My face doesn’t alter at each new realization he gives me. If anything, I try to soften my features. But I don’t know the first thing about that. I’m sure I look like I sat on something sharp.
“You said you fused with it?” I ask. “What exactly did you do? Swallow it?”
Threydan shrugs. “I knew I could not die, so I cut open my flesh and inserted the panaceum within.”
My eyes rove over his body, looking for some telltale lump to suggest where it might be. When I get up to his face, I notice he’s smiling at my inspection.
“Where is it?” I ask.
“If you are thinking of trying to cut it out of me, it will not work, fierce Sorinda. Many have tried and failed. I cannot be parted from it.”
If I was thinking of cutting it out of him? Certainly, I was.
“How big is it?”
He brings his thumb and forefinger together to make a circle. “Like this.”
“Sounds like it was painful.”
“It was at first, but I cannot feel pain anymore.”
No pain. What is that like?
“At all?” I question. “Not even the pain of losing your sister?”
At that, his smile drops. “No physical pain,” he amends.
Ah. “So you’re to live for eternity with the pain of loss. Doesn’t that frighten you?”
He shrugs. “Why should it? I will live forever. I will have plenty of time to make a new family. Make new friends. I will have more people to care for me than ever before.”
The more he talks, the more I realize how much my capacity for hate can grow. Everything is about him and how he feels. People are replaceable.
Has he always believed this? I felt his love and devotion to his sister when I saw his memories. Was she the exception? Or has time changed him? Or perhaps the panaceum, an item that changes you physically, is also capable of changing who you are on the inside. If so, what would long-term exposure to such a thing cause?
And since it’s already made changes to me, am I in danger of losing who I am, too?
The thought is more terrifying than anything else. I am deadly as is, but what if I had no conscience? What would the panaceum have me do for the rest of my days? A killer who is unkillable?
I can’t allow that to happen.
“But you will continue to lose everyone forever,” I say. “You will live while everything else grows old and passes on.”
“Except for you,” he says, his eyes heating. “Everything except for you.”
I try not to grimace at the words, but he must see it.

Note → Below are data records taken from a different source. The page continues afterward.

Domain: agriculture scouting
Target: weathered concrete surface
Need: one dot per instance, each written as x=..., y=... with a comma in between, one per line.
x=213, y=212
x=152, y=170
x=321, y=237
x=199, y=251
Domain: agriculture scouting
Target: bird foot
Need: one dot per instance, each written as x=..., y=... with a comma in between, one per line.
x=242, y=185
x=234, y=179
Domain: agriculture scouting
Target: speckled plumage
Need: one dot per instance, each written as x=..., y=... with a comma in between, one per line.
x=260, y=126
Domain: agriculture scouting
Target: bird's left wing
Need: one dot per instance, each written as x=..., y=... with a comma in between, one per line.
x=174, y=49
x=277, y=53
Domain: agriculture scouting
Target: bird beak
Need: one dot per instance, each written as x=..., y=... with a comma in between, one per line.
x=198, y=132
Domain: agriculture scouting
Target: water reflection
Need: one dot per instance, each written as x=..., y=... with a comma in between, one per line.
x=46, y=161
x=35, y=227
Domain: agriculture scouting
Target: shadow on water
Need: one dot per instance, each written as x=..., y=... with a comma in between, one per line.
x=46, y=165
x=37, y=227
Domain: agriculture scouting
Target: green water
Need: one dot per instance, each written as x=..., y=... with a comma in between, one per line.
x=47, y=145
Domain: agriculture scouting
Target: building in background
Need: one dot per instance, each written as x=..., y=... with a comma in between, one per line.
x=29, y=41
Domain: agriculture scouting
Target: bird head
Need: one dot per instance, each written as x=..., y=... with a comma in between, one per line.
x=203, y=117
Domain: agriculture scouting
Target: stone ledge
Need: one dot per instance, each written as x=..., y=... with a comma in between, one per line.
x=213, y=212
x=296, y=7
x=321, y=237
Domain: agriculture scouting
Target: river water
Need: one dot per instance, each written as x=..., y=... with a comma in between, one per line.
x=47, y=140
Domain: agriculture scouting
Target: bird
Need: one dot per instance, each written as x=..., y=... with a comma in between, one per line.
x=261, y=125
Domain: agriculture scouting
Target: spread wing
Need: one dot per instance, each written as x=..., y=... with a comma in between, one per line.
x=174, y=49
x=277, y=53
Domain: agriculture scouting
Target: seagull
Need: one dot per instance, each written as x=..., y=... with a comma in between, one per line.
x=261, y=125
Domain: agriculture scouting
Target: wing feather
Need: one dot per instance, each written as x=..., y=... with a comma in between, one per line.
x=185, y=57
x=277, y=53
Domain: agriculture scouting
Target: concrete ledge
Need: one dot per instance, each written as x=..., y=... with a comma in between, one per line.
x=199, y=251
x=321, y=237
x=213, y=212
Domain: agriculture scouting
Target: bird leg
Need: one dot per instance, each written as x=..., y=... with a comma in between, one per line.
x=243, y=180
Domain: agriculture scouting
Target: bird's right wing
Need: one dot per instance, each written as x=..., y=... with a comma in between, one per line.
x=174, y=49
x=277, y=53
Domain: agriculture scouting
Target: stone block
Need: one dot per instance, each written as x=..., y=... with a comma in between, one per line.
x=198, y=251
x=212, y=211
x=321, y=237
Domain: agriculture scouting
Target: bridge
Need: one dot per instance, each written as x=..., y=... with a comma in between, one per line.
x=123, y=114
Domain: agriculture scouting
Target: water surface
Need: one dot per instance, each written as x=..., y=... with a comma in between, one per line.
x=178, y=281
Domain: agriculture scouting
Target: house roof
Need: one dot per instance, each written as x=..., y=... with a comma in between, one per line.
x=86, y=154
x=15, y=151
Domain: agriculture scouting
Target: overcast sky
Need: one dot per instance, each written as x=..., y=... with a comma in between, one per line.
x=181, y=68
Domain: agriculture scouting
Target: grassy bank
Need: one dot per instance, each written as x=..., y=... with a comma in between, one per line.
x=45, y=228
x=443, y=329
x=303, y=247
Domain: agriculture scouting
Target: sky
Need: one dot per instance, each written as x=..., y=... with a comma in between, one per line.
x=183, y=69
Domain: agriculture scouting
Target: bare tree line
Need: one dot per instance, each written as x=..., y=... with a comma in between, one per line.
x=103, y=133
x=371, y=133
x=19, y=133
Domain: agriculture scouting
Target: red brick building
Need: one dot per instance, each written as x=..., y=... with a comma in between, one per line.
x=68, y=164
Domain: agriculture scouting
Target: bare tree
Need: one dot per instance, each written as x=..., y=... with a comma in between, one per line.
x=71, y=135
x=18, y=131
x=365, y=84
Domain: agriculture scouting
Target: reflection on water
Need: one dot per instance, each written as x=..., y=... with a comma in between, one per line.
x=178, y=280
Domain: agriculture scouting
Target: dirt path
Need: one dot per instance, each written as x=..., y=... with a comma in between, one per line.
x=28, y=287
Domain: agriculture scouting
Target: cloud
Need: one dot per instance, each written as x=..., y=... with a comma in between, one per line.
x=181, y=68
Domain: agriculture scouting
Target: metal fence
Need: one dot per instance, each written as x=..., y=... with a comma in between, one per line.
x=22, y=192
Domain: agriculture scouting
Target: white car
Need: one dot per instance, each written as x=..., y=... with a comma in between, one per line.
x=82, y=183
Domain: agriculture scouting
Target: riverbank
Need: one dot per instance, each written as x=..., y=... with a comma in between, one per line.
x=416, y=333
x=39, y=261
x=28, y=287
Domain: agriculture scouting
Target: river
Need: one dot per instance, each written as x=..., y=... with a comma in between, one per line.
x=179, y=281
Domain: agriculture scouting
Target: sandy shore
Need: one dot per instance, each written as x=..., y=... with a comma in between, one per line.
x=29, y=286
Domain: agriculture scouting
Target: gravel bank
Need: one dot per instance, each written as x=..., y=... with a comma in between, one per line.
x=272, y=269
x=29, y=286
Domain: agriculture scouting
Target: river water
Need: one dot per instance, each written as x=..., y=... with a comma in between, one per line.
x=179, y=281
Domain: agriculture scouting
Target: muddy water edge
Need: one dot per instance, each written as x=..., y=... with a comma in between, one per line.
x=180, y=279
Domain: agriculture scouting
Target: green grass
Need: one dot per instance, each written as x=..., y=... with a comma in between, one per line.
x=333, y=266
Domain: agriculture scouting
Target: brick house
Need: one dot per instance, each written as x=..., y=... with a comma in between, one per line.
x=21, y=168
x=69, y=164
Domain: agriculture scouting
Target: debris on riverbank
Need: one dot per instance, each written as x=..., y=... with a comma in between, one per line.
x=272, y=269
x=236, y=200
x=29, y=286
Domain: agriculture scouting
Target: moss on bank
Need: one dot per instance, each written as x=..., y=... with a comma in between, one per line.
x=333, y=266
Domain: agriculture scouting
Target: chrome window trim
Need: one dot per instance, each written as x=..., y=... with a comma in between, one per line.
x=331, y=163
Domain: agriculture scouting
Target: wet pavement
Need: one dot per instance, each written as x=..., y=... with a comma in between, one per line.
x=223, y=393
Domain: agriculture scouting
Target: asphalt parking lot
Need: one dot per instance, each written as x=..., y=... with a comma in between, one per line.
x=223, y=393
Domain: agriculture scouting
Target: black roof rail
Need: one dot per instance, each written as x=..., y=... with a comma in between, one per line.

“You cannot fathom anything more than one life because it is all you expected, but you must learn to see the greater possibilities, Sorinda. You must imagine all the good you could do with immortality. Imagine a life where you can fulfill your every whim because no one can stop you.”
My every whim?
No.
I live for others because my sins are unforgivable. I serve Alosa because she is good and will keep me on the right track.
Anything else is unthinkable.
“Good, you are considering the possibilities,” he says, misinterpreting my silence. “That is all I can ask for today. That you just consider what we could do. Now then, do you have any questions about me? Not what I can do but who I am? Please, Sorinda, just get to know me. I know you’ll like what you learn.”